I’m saying that technology and mass media change everything. We can never go back to what paintings and other artwork once meant to the culture. There is ambivalence in all my work. I’m not pining over painting’s diminished role, but I want to make the point that the experience of viewing art is forever altered in a myriad of ways. The art experience has been changed, even when we are looking at a painting. This is most notable in tourist museums, where visitors often wait a lifetime to see a work, only to spend a short time looking at it, and half of that time is through one lens or another.

 

The pace of modern life and easy availability of huge numbers of images, has largely eliminated long, slow, contemplative art viewing. Then too, (and here’s where my series really comes in), we are often inclined to forgo the first-hand experience of viewing art for the delayed experience of reviewing it later via pictures and video.

 

Imagine the experience of seeing a painting in Rome just 200 years ago. If you lived in Buffalo, you would take a horse-drawn carriage for several days to the nearest port, probably in NYC. Then you’d hop a ship and sail across the ocean to a port in Rome.
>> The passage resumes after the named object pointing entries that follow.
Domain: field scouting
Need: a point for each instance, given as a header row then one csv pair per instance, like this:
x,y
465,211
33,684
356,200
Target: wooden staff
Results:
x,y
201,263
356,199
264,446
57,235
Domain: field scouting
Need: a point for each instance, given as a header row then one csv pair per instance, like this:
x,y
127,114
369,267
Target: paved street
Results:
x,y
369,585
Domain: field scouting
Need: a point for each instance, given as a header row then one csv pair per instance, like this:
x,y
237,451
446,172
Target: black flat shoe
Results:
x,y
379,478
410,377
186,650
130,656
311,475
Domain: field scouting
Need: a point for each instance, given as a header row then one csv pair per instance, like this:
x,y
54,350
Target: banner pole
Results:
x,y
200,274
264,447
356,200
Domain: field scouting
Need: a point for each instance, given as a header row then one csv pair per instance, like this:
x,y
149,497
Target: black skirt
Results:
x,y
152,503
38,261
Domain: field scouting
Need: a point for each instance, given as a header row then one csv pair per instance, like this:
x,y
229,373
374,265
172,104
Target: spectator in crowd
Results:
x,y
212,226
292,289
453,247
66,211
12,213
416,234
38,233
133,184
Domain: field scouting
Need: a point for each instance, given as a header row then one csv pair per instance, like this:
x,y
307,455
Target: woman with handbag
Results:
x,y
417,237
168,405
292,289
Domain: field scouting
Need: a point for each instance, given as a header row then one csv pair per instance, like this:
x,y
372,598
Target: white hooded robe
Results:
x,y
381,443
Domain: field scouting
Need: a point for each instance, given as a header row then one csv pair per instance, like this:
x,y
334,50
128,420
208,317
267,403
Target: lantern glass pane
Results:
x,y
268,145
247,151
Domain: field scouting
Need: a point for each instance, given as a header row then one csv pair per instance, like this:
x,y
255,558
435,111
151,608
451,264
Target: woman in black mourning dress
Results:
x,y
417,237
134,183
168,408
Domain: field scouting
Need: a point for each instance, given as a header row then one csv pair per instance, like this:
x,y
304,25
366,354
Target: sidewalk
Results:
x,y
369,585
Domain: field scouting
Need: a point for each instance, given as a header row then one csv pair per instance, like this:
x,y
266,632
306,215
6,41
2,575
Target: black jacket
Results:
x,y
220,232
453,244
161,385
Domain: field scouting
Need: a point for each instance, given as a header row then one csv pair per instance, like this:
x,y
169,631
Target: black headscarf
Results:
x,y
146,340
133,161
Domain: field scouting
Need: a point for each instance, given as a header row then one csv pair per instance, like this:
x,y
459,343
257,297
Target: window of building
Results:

Then a carriage again for several more days to Rome, and finally another carriage or maybe a long walk to the painting’s location. Even someone living elsewhere in Europe would have a long trip to get there.

 

Once you arrive at the location of the painting—say for instance Botticelli’s Birth of Venus—you would spend many hours, maybe days looking at what you had only previously read about. Or maybe you had seen an etched copy of the work, but now here it is. You might make drawings of it to remember later, exercising careful observation. As you left it, you would be aware that you might never see it again, and would henceforth only have the memory of the experience to last a lifetime.

 

By the time I was growing up, I had my choice of numerous full color printed images in books as near as my local library. Today you Google it: http://images.google.com/images?hl=en&client=firefox-a&channel=s&rls=org.mozilla:en-US:official&hs=OtW&ei=CsLGSaifKYvhtgfep73LCg&resnum=0&q=birth%20of%20venus%20botticelli&um=1&ie=UTF-8&sa=N&tab=wi

 

Let me tell you about one on my favorite paintings. It’s Le Déjeuner sur l'herbe, by Manet. I often talk about this painting with my students. I list it among the works of art I most admire. Here’s the thing; I’ve never seen it. Never been to France. Can you have a favorite painting that you’ve never seen? Or is it the idea of the painting that you favor?

 

Then there is what I call the trophy photo. This is a picture taken by someone in a gallery to document the fact that the subject has been there and seen the picture. I was in the National Gallery once, taking my pictures for the series, and a woman asked me to take her camera and photograph her with a certain painting. Here I was doing a series of art on this very same phenomenon. 

 

“Also, could you better explain for me your feelings towards the perception of art work (painting) as a three- dimensional object existing in real space verses the perception of artwork as two dimensional mechanical mass-reproductions.

 

Frankly I am with Manet on this. A painting is after all, a flat surface with paint on it. The difference between a painting and a reproduction is not one of dimension, but one of nuance. Lost are numerous subtleties of the art that can only be experienced in person. Scale is another factor. A Clifford Still can never be the same in a book or online as it is in person, because you cannot be enveloped by a book or internet image (not until they make really giant screens for personal use).  Also, there is always distortion. Go back right now to that page of Birth of Venus images. Note how each one is a different color. The painting is cropped different ways. Note that the foot of the male zephyr on the left is sometimes cut off as is Venus’s shell, and other border items. Note how dark the painting is in some images, and how light in others. Do you know which, if any, of these images are “accurate?” In my works I exaggerate this fact by distorting the image more extremely. But I also reproduce every nuance of distortion that occurred in the photo I’m working from, like reflections. My works are no more copies of the art than a picture in a book is. It’s my hope that my work will just make this fact evident.